Ricardo Flores Magón (1873-1922) se caracterizó por tener firmes convicciones a favor de la justicia social, fraternidad y libertad, “era un hombre enérgico, pero fiel a sus ideas. Es fácil tacharlo de sectario o de intransigente, pero es difícil ignorar su congruencia.

“Nadie como él, en circunstancias tan difíciles, ha demostrado que se puede mantener la firmeza en las convicciones» contra viento y marea.

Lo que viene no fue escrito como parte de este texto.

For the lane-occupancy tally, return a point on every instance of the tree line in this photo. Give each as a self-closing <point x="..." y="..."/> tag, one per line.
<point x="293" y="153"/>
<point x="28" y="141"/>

Para los jóvenes: mantener las convicciones”, subrayó.

En la reseña escrita por el mandatario en su último libro ¡Gracias!, relata que Magón era originario de la Sierra Mazateca de Oaxaca y que era un hombre enérgico, congruente y fiel a sus ideas, lo que le valió estar exiliado y encarcelado en Estados Unidos.

En vísperas de su muerte, el también periodista explicó a su amigo Nicolás T. Bernal las razones por las que no pediría perdón para ser liberado de la cárcel, como se lo habían sugerido las autoridades estadounidenses.

En una carta fechada al 6 de diciembre de 1920, desde la Penitenciaría Federal de los Estados Unidos, Leavenworth, en Kansas, mencionó:

«Me pudriré y moriré dentro de estas horrendas paredes que me separan del resto del mundo, porque no voy a pedir perdón, ¡no lo haré! En mis 29 años de lucha por la libertad lo he perdido todo, y toda oportunidad para hacerme rico y famoso; he consumido muchos años de mi vida en las prisiones; he experimentado el sendero del vagabundo y del paria; me he visto desfallecido de hambre; mi vida ha estado en peligro muchas veces; he perdido mi salud; en fin, he perdido todo, menos una cosa, una sola cosa que fomento, mimo y conservo casi con un celo fanático y esa cosa es mi honra como luchador».

“«Pedir perdón significaría que estoy arrepentido de haberme atrevido a derrocar al capitalismo para poner en su lugar un sistema basado en la libre asociación de los trabajadores para consumir y producir, y no estoy arrepentido de ello. Pedir perdón significaría que abdico de mis ideas anarquistas; y no me retracto; afirmo, afirmo que si la especie humana llega alguna vez a gozar de verdadera fraternidad y libertad y justicia social, deberá ser por medio del anarquismo. Así pues, mi querido Nicolás, estoy condenado a cegar y a morir en la prisión; más prefiero esto que volver la espalda a los trabajadores, y tener las puertas de la prisión abiertas al precio de mi vergüenza. No sobreviviré a mi cautiverio, pues ya estoy viejo; pero cuando muera, mis amigos quizá inscriban en mi tumba: ‘Aquí yace un soñador’ y mis enemigos: ‘Aquí yace loco’. Pero no habrá nadie que se atreva a estampar esta inscripción: ‘Aquí yace un cobarde y traidor a sus ideas’»”.